The Federal Reserve Board has been pushing up interest rates for months to combat inflation. In March, with inflation still running almost unchecked at 18 to 20 percent, Carter ordered further credit restrictions, and proposed new spending cuts as well to balance the budget.

If the administration now acts to alleviate the burdens on the housing industry, it will be acting partly counter to these measures. Officials describe the contemplated actions as intended to "even out" the effect of tight money and high interest rates.

News of the weakening economy, and the prospect that the slump might help slow inflation, sent the bond market into a major rally yesterday.

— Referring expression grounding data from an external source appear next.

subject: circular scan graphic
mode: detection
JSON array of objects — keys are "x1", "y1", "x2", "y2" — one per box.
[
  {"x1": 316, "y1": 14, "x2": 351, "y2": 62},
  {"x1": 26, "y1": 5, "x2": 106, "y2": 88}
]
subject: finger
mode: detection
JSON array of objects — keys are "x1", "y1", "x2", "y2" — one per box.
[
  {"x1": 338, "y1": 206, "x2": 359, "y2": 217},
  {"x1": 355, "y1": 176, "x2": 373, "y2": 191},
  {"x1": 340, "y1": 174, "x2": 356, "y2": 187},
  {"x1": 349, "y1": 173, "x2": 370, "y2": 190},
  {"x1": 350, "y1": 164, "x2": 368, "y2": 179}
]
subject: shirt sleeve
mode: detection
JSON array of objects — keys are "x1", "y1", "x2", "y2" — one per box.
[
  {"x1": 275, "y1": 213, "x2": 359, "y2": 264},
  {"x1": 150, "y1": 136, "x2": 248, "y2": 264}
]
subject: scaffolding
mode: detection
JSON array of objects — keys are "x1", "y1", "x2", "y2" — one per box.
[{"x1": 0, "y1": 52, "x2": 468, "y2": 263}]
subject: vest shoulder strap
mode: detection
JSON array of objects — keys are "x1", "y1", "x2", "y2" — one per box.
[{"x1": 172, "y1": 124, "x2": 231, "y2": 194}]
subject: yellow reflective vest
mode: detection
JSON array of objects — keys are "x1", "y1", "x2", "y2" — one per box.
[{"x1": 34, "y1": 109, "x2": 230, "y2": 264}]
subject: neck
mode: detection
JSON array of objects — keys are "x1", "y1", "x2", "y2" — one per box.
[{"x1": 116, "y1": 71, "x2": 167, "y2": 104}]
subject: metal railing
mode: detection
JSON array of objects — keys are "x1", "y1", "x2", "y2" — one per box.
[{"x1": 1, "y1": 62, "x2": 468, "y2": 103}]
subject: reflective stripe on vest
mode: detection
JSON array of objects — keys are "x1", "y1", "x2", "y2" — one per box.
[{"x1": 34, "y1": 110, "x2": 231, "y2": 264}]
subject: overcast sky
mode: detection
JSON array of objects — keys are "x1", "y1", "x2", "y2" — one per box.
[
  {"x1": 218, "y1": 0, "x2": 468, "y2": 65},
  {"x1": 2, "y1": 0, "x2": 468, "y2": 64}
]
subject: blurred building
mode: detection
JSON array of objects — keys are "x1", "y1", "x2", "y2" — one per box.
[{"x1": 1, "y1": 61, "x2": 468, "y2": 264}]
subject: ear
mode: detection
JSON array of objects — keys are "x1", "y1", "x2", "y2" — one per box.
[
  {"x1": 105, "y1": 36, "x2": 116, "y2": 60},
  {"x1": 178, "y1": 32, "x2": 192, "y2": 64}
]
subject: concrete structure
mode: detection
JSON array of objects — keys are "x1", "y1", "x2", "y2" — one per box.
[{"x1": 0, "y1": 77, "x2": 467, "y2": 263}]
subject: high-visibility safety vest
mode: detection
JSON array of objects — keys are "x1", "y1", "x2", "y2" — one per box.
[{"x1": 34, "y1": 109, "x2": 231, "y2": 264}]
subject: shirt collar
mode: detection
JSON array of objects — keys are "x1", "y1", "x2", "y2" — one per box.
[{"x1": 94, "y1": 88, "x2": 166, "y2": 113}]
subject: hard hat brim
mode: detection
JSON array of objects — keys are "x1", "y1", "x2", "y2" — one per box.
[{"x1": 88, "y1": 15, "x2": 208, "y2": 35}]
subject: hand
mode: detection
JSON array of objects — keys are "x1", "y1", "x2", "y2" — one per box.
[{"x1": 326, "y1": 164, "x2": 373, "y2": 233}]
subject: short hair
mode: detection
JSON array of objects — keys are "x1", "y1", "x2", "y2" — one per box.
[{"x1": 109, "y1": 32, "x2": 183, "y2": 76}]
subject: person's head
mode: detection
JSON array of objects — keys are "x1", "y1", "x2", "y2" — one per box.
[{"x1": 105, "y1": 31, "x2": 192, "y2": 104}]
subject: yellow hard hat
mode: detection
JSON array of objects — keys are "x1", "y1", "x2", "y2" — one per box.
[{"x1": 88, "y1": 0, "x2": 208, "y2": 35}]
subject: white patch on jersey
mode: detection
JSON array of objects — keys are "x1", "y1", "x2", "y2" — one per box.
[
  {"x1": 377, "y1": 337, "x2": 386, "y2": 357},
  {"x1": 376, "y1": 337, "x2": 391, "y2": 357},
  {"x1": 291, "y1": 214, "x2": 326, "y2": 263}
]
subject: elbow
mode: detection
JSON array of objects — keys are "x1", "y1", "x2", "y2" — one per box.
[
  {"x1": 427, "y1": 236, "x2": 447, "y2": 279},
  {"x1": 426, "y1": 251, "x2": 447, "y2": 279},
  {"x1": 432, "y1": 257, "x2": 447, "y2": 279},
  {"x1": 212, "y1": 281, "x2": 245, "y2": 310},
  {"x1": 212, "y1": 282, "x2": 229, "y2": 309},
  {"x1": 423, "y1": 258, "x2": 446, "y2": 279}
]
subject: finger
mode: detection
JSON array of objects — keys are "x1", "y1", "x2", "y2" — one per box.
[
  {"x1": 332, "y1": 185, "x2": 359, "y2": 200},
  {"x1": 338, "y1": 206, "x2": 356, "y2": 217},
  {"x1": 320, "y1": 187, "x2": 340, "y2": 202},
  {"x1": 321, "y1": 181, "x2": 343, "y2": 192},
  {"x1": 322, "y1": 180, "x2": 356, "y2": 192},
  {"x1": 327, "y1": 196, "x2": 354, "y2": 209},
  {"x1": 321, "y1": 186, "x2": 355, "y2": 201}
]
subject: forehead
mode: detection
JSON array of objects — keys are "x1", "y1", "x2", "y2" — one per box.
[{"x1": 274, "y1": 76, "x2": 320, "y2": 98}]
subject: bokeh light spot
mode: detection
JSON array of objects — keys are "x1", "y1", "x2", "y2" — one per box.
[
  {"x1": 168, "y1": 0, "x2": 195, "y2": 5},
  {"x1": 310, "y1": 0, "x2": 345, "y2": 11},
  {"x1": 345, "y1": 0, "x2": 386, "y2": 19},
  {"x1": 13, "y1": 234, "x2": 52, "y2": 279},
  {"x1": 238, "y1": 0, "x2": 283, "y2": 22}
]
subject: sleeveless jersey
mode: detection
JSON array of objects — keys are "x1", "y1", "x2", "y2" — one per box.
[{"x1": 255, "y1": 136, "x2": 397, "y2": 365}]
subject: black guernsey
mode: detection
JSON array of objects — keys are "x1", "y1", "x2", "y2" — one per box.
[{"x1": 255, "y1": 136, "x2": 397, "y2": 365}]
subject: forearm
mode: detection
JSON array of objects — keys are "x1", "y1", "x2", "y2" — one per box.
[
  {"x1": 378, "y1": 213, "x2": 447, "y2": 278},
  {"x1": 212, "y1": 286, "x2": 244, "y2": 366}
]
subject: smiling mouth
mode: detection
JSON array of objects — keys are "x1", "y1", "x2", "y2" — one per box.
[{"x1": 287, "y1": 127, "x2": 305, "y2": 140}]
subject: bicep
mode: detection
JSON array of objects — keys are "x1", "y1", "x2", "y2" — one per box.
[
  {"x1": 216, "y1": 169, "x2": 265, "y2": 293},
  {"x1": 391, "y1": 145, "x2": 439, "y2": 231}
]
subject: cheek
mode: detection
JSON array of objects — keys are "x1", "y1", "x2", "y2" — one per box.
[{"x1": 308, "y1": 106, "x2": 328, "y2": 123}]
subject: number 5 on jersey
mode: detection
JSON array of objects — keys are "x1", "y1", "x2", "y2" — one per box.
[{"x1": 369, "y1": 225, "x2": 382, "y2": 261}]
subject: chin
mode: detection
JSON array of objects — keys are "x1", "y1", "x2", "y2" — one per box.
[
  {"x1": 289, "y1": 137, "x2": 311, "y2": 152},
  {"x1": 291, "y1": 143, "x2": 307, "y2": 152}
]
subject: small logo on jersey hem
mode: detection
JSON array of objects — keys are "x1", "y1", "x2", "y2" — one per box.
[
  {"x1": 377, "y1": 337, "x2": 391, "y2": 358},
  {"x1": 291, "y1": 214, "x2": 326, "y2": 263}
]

It was the near-collapse of the bond market in February that made Carter shift policy then.

However, yesterday's drop in the prime rate pushed the dollar down sharply on the foreign exchange markets, as traders rushed to beat a slide some believe will result as interest rates here move closer to those overseas.

Treasury Secretary G. William Miller told Congress it was premature to say the bond market had regained its former strength, but he said "the healing process is under way," and predicted the markets soon would be restored.

The layoffs by General Motors were the latest in a series of plant-closings and cutbacks by the Big Three automakers, whose sales have been slumping as Americans rush to buy smaller -- often foreign-produced -- cars.

One Tuesday, Ford Motor Co. announced it would lay off some 15,000 employes and close its entire Mahwah, N.J., plant. Union leaders say more than 250,000 auto workers are on temporary or indefinite layoff.

Yesterday, United Auto Workers union president Douglas A. Fraser said the UAW will send 800 local officers to Washington May 8 for a day of lobbying in behalf of new restrictions on auto imports.

Charging that American autoworkers are in "a depression," Fraser urged Carter to require that Japanese automakers establish more U.S. plants if they want to continue to sell large numbers of cars here.

Meanwhile, in yet another indication of the worsening slump, the Federal Reserve Board reported that the nation's factories operated at only 83 percent of capacity in March, the lowest level in two years.

The Commerce Department said housing starts nationwide plunged to an annual rate of 1.041 million units, 42.2 percent below a year ago and the lowest since March 1975, near the end of the 1974-75 recession.

The number of new building permits taken out in March also plummeted, indicating the housing slump most likely will worsen.

Permits fell 21.2 percent in February to a level 35.1 percent below a year ago. Starts of single-family homes fell 23.2 percent in March to an annual rate of 606,000, down 52.5 percent from a year ago.

Analysts were divided over how much further the housing industry would slump before the downturn ended.

William A. Cox, the Commerce Department's deputy chief economist, said yesterday he thought "the bulk of the decline" had passed.

However, Michael Sumichrast, economist for the National Association of Home Builders, predicted starts ultimately could plunge to an annual rate of 800,000 units, marking the worst slump since World War II. He said the March figures reflect only a portion "of what's going in the field," where he said soaring interest rates have brought home sales almost to a halt.

However, Sharon Skeiber, economist for the Federal Home-Loan Mortgage Corp., said some of the plunge stemmed from efforts by builders to bring their inventories into line with sales levels.

Yesterday's reduction in the prime rate began with Chase Manhattan Bank and quickly spread to medium-sized and large banks in Pittsburgh and several other cities. The prime is the rate charged to the most credit-worthy firms.